Statistics (Philosophy) Quiz: See If You Really Know What You're Doing Using Tests
This is from Gerd Gigerenzer's "Mindless statistics" in The Journal of Socio-Economics, 33, (2004) 587–606.
Have a go before looking at the answers (I'm giving my own, not quoting Gigerenzer). Send this to anybody you see using null hypothesis significance testing.
Suppose you have a treatment that you suspect may alter performance on a certain task. You compare the means of your control and experimental groups (say 20 subjects in each sample). Further, suppose you use a simple independent means t-test and your result is significant (t = 2.7, d.f. = 18, p = 0.01). Please mark each of the statements below as "true" or "false." "False" means that the statement does not follow logically from the above premises. Also note that several or none of the statements may be correct.
1. You have absolutely disproved the null hypothesis (that is, there is no difference between the population means).
[] true/false []
2. You have found the probability of the null hypothesis being true.
[] true/false []
3. You have absolutely proved your experimental hypothesis (that there is a difference between the population means).
[] true/false []
4. You can deduce the probability of the experimental hypothesis being true.
[] true/false []
5.You know, if you decide to reject the null hypothesis, the probability that you are making the wrong decision.
[] true/false []
6. You have a reliable experimental finding in the sense that if, hypothetically, the experiment were repeated a great number of times, you would obtain a significant result on 99% of occasions.
[] true/false []
No cheating.
No cheating.
No cheating.
No cheating.
No cheating.
No cheating.
No cheating.
1. FALSE. Obviously you have proved nothing about any "null" hypothesis. We don't even know what the means in the two groups were, but we can deduce they were not equal. If they were equal, we'd have t = 0 (if you can't recall why, look up t-test formula).
The obvious confusion begins here, thinking this is a "sample" from some "universe", which it might be, or it might not be. Either way, we know everything about this data, so we don't need to make any probability judgments about it. Unless we want to make predictions about new observations. If we're not going to have new observations, again, we don't need probability.
We don't know the cause of every value. We can guess the treatment might be a cause. If it is, it joins the list of all the other causes operating on the measurement (whatever it is).
2. FALSE. The standard null hypothesis is some parameters representing the central value of normal distributions, parameters which have a real existence in some kind of Platonic realm, are equal to one another. The real existence of these parameters is taken as a given. They are never observed. Not ever. They cannot be observed. Not ever. So there is no way, not ever, to know whether they are equal or unequal. That they exist is a pure matter of faith.
3. FALSE. Here we go. By "population means" the authors mean those Platonic parameters of the normal distributions representing the uncertainty in the measure. We have proven nothing about them, even if perchance they do exist. We don't know if they're equal, unequal, or anything.
The p-value in particular says nothing about their value.
Memorize this: The p-value is the probability of seeing a t-statistic larger than 2.7, or less than -2.7, if the same experiment were repeated an infinite number of times, and if those Platonic parameters existed, and it they were equal to one another.

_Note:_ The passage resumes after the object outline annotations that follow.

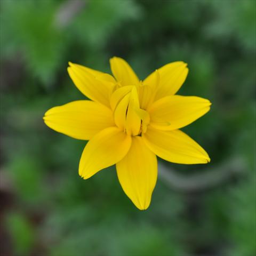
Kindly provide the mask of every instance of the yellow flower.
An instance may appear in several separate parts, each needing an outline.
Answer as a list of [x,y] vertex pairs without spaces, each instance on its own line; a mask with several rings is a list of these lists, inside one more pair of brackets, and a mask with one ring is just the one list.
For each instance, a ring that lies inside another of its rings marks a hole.
[[205,151],[180,131],[210,110],[210,102],[174,95],[188,74],[187,64],[167,64],[140,81],[123,59],[110,60],[114,77],[69,62],[74,83],[92,100],[55,107],[45,124],[73,138],[89,140],[79,174],[88,179],[114,164],[125,194],[147,209],[157,177],[156,156],[180,164],[210,162]]

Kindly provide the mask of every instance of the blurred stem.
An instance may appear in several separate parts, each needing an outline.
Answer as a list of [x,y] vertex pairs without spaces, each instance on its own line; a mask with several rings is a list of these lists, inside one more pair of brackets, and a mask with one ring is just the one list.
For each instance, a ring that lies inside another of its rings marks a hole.
[[164,163],[158,162],[159,178],[172,189],[185,193],[212,188],[241,176],[245,170],[245,163],[242,158],[234,158],[218,167],[190,175],[178,173]]
[[68,26],[78,12],[85,6],[85,0],[69,0],[64,2],[58,9],[54,20],[54,25],[58,28]]

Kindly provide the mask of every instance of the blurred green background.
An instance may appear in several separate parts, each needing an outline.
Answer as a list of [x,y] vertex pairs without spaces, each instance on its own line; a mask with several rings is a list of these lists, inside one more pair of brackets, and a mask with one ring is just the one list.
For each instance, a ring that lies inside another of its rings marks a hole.
[[[255,255],[255,1],[0,2],[1,255]],[[114,55],[141,79],[187,62],[179,94],[213,103],[182,129],[211,163],[159,161],[146,211],[114,167],[82,180],[85,142],[42,119],[85,98],[68,61],[110,72]]]

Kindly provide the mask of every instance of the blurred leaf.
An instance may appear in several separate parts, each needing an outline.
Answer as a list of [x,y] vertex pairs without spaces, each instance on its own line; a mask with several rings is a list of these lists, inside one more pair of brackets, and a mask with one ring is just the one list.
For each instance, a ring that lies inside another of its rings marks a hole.
[[28,255],[35,244],[35,230],[31,224],[24,215],[14,212],[6,215],[6,221],[15,255]]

Only that, and nothing more.
4. FALSE. You do not deduce it universally, but you can do it locally, in the following sense. If you assume the only two causes operating on the measure are your treatment and whatever it is operating on the control, because the measures were not equal (which we know because t does not equal 0), then we know the treatment is a cause.
Which isn't learning much, because we started by assuming the treatment is a cause.
5. FALSE. The null, we saw, was the equality of two unobservable parameters. Rejecting this, and saying they are unequal, is an error when they are in fact equal.
We do not know the probability the two parameters are equal; thus we cannot know the probability they are unequal. The p-value is silent on both these probabilities. Thus we don't know the probability of our mistake, assuming we made one, nor do we know the probability of correct act, assuming we made one.
6. FALSE. We know nothing about the reliability of the observations. Given how badly much of today's The Science is done, we can make no assumptions, either. But, assuming scrupulosity on the part of the experimenters, the statement is still false.
It is not "a great number of times" the experiment has to be repeated to get to that 0.01---which only works if the null is true. It must be an infinite number of times. Frequentist theory is silent on all finite measures. It only works at the limit.
Also, it must also be true that the Plantonic realm holding the parameters is real, as are the parameters.
Conclusion Do not use p-values or testing of any kind.